Emma was a few months shy of her fifth birthday when I stumbled across a thread on Facebook, a 'friend' posting excitedly about their child being potty-trained at age 3. The mom joked that she was relieved that this huge milestone had been achieved before her child started school. A commenter chimed in: "No joke, can you imagine having a child be 5 and NOT potty-trained?"

Neither of those people know Emma, and neither of them were attempting to slight her. I wish that prevented it from stinging. But just like neither of those moms couldn't imagine having a child with developmental delays, I can't imagine otherwise.

Emma is all I know, and all I want to know.

It's kind of like apples and oranges, I guess. No peeling required for an apple -- just bite in and enjoy. For oranges, you need to put in a little more effort. Work at the peel, get your hands messy, all the while knowing that the end result is going to taste nothing like an apple. And so what? Oranges are their own thing, with their own appeal. Just like I've never bitten into one secretly wishing it was an apple, I don't wish I had your child when they hit a milestone or do something amazing. I just wish the best for mine, knowing that I will celebrate just as much when we get there, in our own time.

Speaking of milestones, we hit that huge one ourselves recently. Instead of diapers, now there's a four-foot blur streaking by me, cheerfully calling out, "Bathroom!" and "Wipe me!" and "Toilet paper!"

I'm going to go home tonight and read The Velveteen Rabbit to my daughter, who will never be ugly to me.

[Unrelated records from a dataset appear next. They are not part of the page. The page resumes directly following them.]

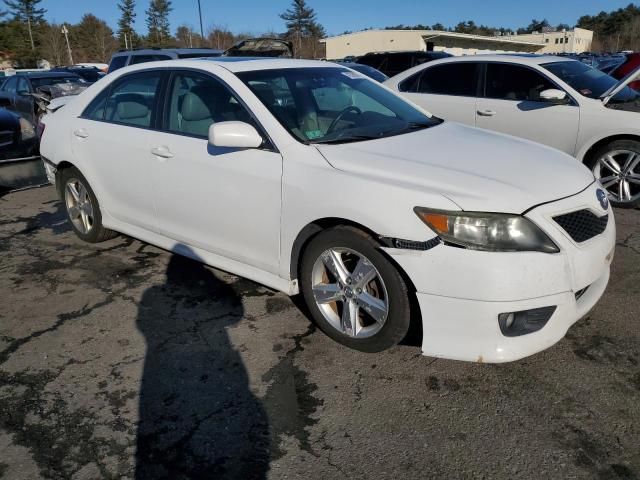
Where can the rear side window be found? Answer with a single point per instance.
(196, 101)
(117, 62)
(513, 82)
(132, 98)
(457, 79)
(148, 58)
(96, 109)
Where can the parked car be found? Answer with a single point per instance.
(556, 101)
(123, 58)
(88, 74)
(28, 93)
(306, 178)
(261, 47)
(393, 63)
(370, 72)
(18, 137)
(631, 63)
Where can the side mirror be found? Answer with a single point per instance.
(234, 135)
(553, 95)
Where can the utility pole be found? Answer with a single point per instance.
(65, 30)
(200, 13)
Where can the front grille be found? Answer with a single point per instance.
(582, 225)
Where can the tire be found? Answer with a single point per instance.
(619, 177)
(366, 282)
(80, 202)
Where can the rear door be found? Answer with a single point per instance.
(511, 104)
(448, 90)
(111, 138)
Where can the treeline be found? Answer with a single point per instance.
(26, 37)
(616, 30)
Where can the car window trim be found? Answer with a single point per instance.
(172, 72)
(160, 89)
(483, 90)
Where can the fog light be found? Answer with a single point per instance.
(515, 324)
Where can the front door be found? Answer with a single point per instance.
(223, 200)
(511, 104)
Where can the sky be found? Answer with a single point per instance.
(257, 16)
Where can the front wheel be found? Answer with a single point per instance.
(355, 294)
(617, 167)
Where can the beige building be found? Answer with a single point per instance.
(359, 43)
(577, 40)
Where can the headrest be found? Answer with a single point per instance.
(131, 106)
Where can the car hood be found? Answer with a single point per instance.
(476, 169)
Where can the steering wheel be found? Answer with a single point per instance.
(350, 108)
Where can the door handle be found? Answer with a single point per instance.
(81, 133)
(162, 152)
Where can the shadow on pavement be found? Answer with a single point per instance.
(198, 418)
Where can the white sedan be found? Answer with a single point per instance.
(310, 178)
(553, 100)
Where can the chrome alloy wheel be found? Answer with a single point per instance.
(350, 292)
(619, 173)
(79, 205)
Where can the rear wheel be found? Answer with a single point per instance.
(355, 294)
(617, 167)
(82, 207)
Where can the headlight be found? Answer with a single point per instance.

"Real isn't how you are made," said the Skin Horse. "It's a thing that happens to you. It doesn't happen all at once. You become. It takes a long time. That's why it doesn't happen to people who break easily, or have sharp edges, or who have to be carefully kept. Generally, by the time you are Real, most of your hair has been loved off, and your eyes drop out and you get loose in the joints and very shabby. But these things don't matter at all, because once you are Real you can't be ugly, except to people who don't understand."